Par che sotto el zendà se sconda qualche zoggia.
Se ghe va drio bel bello per Marzaria, per Piazza,
E po? e po se scovre qualche brutta vecchiazza.

SCENA II.

La Marchesa Eleonora ed il suddetto.

Marchesa. (Il veneziano è questi, che amico è di Torquato).

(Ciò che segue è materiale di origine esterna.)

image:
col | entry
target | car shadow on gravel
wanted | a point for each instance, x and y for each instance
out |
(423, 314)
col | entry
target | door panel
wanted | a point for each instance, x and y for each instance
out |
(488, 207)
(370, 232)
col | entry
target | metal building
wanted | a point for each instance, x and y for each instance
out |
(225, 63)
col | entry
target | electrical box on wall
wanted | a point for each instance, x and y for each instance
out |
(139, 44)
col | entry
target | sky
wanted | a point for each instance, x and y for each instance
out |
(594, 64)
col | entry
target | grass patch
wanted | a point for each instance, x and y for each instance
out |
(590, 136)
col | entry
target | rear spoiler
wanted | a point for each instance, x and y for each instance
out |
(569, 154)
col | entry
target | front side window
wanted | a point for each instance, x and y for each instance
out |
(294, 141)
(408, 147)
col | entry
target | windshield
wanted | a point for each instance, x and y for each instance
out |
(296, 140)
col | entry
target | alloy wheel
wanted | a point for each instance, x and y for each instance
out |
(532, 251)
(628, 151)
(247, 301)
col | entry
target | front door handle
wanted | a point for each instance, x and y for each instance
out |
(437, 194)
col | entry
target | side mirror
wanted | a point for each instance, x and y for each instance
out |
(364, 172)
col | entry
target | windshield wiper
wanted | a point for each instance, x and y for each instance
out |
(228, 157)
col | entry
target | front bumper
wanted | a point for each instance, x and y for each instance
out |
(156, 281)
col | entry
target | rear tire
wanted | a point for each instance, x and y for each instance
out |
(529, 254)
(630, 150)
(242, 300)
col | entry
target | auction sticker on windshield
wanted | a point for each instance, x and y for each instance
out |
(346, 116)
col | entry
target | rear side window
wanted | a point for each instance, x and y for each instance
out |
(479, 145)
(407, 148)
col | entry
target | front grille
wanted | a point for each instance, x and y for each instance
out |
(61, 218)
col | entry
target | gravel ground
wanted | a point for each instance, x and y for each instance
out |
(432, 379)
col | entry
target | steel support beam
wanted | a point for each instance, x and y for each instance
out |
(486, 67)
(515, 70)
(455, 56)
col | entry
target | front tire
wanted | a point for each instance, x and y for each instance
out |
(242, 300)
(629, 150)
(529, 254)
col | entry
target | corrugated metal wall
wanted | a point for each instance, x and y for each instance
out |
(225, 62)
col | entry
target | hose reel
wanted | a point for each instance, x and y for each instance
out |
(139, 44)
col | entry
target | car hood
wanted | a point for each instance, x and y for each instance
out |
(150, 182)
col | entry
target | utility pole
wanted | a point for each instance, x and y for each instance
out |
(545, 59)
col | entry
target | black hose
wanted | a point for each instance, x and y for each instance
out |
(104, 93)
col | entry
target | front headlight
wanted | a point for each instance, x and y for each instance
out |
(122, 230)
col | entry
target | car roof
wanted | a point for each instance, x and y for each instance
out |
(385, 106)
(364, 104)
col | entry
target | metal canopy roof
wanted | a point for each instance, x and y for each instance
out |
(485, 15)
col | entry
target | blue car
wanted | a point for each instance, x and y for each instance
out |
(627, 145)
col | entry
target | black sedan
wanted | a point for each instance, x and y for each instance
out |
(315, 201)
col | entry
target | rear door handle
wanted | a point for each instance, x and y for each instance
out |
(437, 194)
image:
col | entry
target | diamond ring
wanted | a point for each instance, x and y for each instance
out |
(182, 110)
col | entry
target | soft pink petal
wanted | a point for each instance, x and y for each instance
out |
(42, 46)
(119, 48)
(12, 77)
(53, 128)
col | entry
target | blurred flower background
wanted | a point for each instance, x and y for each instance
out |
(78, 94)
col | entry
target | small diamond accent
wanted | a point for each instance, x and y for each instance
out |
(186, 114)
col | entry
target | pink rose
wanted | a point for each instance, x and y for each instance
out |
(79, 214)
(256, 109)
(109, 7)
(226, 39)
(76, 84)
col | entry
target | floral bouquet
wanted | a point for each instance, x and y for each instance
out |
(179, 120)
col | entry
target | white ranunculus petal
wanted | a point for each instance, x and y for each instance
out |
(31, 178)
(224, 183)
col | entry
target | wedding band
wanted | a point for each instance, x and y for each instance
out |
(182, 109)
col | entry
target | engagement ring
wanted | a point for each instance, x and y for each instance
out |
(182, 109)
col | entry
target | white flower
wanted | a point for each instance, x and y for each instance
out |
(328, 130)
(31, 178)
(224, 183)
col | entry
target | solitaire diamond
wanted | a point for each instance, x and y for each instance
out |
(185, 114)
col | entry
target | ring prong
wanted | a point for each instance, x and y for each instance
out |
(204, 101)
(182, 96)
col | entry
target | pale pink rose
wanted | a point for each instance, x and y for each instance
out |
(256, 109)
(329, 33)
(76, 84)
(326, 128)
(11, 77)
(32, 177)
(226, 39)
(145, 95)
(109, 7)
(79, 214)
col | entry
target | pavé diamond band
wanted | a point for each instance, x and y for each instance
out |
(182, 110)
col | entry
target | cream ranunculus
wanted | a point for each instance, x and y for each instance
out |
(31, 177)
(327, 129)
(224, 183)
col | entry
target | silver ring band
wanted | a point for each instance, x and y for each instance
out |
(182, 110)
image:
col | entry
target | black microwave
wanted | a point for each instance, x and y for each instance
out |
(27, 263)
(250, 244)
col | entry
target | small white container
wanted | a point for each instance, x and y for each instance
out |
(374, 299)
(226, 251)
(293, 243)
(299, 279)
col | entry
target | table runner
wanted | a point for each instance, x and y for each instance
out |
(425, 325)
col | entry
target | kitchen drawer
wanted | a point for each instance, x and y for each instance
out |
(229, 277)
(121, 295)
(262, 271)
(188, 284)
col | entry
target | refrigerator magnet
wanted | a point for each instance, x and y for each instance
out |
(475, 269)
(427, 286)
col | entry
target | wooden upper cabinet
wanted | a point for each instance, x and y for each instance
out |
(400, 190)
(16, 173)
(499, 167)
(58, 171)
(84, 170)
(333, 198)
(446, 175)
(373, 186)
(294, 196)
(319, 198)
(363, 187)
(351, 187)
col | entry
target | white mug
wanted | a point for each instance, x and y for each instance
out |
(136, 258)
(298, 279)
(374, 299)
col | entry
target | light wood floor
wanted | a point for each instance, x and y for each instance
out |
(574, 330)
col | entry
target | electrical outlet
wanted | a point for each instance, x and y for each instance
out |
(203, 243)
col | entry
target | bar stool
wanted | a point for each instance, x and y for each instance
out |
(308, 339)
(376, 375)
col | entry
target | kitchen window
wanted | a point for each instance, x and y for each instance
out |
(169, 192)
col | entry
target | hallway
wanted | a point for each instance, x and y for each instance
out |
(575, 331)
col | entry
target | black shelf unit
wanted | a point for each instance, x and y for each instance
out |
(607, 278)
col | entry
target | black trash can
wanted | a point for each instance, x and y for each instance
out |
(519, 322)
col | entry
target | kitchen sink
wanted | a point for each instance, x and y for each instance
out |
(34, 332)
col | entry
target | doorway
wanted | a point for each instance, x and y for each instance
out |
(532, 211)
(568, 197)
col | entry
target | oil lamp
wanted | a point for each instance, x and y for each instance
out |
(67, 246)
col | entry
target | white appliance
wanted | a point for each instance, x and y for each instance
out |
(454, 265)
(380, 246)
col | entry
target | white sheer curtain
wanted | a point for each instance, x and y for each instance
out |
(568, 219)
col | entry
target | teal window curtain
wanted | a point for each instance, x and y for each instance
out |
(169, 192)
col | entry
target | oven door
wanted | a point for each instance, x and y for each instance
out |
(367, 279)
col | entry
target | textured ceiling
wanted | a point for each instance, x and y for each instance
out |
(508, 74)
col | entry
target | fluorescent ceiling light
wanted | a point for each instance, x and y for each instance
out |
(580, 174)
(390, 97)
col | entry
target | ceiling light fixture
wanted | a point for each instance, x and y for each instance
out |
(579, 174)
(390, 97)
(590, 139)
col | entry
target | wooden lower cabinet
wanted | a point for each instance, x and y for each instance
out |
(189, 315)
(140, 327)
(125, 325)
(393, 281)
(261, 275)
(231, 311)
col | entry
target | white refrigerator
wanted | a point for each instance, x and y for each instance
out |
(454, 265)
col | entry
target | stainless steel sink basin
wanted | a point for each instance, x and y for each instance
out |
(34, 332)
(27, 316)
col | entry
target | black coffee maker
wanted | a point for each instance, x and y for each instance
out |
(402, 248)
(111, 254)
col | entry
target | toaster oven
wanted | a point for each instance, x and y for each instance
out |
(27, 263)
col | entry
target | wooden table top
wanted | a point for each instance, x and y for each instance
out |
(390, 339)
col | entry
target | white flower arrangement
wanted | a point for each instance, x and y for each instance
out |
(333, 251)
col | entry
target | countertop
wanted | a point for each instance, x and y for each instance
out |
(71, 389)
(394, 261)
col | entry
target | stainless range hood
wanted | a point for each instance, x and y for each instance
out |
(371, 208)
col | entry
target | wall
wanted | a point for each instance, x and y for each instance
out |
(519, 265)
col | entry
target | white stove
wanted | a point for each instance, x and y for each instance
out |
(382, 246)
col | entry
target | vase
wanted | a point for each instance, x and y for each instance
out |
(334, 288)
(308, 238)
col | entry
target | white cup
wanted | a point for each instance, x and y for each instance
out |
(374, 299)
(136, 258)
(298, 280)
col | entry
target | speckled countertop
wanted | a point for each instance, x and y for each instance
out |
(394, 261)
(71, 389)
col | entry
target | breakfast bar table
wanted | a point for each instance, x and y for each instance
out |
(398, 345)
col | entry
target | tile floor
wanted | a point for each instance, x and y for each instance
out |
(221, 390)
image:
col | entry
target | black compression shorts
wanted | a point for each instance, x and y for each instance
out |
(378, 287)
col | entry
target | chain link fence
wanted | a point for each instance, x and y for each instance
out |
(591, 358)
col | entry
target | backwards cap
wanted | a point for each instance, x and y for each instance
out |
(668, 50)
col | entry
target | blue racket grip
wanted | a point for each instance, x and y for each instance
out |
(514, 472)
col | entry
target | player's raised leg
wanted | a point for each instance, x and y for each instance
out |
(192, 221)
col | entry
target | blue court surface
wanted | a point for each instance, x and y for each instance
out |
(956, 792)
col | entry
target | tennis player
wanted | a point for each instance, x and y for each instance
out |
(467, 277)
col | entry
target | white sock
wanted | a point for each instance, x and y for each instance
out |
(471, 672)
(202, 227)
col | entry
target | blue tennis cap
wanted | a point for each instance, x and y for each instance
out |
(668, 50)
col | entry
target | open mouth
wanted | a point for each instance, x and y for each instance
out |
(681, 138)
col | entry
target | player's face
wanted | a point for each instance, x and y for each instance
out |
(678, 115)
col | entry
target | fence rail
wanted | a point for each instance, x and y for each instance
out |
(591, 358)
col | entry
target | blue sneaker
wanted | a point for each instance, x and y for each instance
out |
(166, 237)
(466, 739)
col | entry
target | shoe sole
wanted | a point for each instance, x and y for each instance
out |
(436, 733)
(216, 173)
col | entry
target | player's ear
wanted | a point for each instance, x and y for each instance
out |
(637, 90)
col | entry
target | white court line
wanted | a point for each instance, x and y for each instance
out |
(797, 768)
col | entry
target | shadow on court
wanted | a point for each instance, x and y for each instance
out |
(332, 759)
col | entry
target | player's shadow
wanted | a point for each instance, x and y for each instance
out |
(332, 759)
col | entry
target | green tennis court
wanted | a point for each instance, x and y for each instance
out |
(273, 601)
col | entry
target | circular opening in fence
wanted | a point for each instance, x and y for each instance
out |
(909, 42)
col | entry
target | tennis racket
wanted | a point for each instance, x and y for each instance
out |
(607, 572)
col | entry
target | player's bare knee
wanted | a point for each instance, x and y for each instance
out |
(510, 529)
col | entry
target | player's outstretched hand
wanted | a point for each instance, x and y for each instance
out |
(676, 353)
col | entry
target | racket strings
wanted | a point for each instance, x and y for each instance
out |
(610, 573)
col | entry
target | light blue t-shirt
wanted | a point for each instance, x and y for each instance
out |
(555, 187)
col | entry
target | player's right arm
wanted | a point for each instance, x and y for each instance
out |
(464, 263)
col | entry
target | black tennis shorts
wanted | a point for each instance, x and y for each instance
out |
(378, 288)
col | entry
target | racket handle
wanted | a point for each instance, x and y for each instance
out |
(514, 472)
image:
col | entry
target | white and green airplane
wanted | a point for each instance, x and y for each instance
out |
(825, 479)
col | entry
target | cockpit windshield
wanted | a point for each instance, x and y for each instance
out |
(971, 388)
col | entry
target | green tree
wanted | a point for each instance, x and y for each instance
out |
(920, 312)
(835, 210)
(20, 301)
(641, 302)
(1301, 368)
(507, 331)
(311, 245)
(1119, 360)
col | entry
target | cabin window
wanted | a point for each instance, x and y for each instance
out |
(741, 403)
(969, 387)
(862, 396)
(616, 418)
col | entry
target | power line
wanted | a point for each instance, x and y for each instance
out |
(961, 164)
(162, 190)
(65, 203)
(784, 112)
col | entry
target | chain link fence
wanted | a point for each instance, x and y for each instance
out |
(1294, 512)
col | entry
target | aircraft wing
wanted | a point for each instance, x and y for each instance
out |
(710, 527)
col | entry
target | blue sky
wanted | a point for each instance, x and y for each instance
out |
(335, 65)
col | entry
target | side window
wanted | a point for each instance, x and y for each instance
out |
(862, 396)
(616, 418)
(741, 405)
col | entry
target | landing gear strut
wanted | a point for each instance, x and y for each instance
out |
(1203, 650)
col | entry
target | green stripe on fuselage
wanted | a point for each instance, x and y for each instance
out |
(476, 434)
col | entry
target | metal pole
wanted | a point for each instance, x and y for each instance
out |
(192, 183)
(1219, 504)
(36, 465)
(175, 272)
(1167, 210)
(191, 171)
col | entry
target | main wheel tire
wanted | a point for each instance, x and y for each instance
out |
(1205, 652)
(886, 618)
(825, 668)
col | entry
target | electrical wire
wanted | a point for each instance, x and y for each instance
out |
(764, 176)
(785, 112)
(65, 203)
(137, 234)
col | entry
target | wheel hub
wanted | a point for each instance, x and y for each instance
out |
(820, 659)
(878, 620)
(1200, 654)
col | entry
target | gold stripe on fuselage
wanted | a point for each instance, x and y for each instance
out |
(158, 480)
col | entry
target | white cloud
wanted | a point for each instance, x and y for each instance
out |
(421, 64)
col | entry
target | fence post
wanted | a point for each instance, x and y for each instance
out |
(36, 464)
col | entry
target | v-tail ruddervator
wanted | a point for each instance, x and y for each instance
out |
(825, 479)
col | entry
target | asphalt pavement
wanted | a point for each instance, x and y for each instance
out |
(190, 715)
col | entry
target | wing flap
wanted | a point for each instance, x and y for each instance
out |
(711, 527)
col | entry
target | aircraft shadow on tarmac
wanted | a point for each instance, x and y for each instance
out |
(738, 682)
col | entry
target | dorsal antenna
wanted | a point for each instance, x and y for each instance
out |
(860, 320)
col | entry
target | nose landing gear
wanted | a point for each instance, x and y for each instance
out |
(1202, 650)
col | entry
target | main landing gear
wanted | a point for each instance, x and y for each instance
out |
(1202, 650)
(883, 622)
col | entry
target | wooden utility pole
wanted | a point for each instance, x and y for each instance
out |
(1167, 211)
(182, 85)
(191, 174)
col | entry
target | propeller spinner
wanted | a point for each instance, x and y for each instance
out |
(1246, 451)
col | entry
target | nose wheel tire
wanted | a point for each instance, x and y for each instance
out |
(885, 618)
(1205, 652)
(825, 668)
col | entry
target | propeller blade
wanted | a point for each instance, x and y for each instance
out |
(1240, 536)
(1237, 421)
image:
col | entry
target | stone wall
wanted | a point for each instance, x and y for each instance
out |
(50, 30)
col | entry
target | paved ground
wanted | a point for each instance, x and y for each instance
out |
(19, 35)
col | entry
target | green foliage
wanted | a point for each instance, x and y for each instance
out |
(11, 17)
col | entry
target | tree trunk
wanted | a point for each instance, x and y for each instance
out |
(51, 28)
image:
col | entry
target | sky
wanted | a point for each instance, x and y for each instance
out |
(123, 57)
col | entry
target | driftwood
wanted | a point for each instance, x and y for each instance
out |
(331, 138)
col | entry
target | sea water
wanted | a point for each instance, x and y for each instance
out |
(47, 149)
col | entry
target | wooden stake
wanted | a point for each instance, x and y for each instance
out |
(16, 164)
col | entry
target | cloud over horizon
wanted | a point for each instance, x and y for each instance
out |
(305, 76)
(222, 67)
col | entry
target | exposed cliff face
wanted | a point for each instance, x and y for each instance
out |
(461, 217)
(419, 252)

Tomio. (Ola! che bel caetto! Tomio, no far el mato).
Marchesa. (Sentirei volentieri se parte il nostro autore).
Tomio. Servitor umilissimo.
Marchesa.   Serva di lei, signore.
Tomio. La scusi, la perdoni; son qua per accidente.
Marchesa. S’accomodi.
Tomio.   Obbligato.
Marchesa.   Serva sua riverente.
Tomio. Se è lecito, ela èla de Corte?
Marchesa.   Sì signore.
Son della Principessa prima dama di onore.
Tomio. Me ne consolo.
Marchesa.   Dite, viene con voi Torquato?
Tomio. Spero de sì.
Marchesa.   Lo renda il ciel più fortunato.
Tomio. El lo merita in fatti.
Marchesa.   Lo merita, egli è vero.
Spiacemi che in Ferrara provi il destin severo;
Ma quei che per invidia cercano il di lui danno,
Forse d’averlo offeso un dì si pentiranno.
Tomio. La parla con bontà del nostro autor novello.
Sento che la lo stima.
Marchesa.   Per giustizia favello.
Tomio. Col dir fazzo giustizia, la ghe fa un bell’onor;
Ma se ghe zonze gnente de bruseghin de cuor?